There is a lot of reason to believe that Count Fersen was more than
just an acquaintance. They met at a masked ball when both were young.
She arranged her private living quarters so that nobody, not even the
King, could see who was visiting her and entering her private bed
chamber. There is reason to believe that King Louis XVI knew that her
first born child was not his. Perhaps most importantly, even while she
was prisoner awaiting the guillotine, Count Fersen was able to visit
her and he risked his life in an unsuccessful attempt to help her
Both Napoleon and Tallyrand stated categorically that Count Fersen, a
minor member of the Swedish Royalty, had been the lover of Marie
Antoinette. As a member of the Swedish Royalty, Count Fersen could not
be subjected to the guillotine, but Napoleon insulted him for this,
refusing to address him by his proper title.
Therein lies this book. This book has been made into as movie.

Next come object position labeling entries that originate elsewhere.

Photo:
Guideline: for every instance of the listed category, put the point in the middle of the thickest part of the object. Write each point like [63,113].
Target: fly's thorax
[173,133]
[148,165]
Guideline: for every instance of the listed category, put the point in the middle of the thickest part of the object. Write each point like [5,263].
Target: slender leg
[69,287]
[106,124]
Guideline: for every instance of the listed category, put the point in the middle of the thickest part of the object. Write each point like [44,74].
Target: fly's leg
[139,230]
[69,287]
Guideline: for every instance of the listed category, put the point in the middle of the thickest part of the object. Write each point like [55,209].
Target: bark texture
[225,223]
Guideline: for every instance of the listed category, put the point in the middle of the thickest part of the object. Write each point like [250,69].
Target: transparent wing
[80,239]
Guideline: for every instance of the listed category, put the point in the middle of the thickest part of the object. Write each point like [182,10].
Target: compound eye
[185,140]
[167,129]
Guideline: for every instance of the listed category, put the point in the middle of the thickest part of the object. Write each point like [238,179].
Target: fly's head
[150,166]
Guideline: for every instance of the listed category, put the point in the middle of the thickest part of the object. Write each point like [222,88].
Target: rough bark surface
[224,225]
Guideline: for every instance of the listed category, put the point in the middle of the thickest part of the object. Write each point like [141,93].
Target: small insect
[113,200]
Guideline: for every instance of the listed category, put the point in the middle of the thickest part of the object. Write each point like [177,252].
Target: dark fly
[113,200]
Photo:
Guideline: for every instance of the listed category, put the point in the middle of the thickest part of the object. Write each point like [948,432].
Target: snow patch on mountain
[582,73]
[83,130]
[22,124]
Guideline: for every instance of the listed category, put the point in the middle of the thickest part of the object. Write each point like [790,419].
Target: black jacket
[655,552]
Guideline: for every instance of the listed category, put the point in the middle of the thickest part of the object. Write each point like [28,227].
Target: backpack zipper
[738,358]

The
1938 movie stars Norma Shearer as Marie Antoinette, Tyrone Power as
Count Axel de Fersen, John Barrymore as King Louis XV and Robert
Morley as King Louis XVI.
There is also a 2006 movie based on the same story line, but the name
of Stefan Zweig is not included in the credits.
So, while reading this book, we await a DNA test on King Louis XVII
and his elder brother to determine who was their real father. Some day
the test will me made and then we will know who their real father was.
Was it Count Fersen, King Louis XVI or some other man?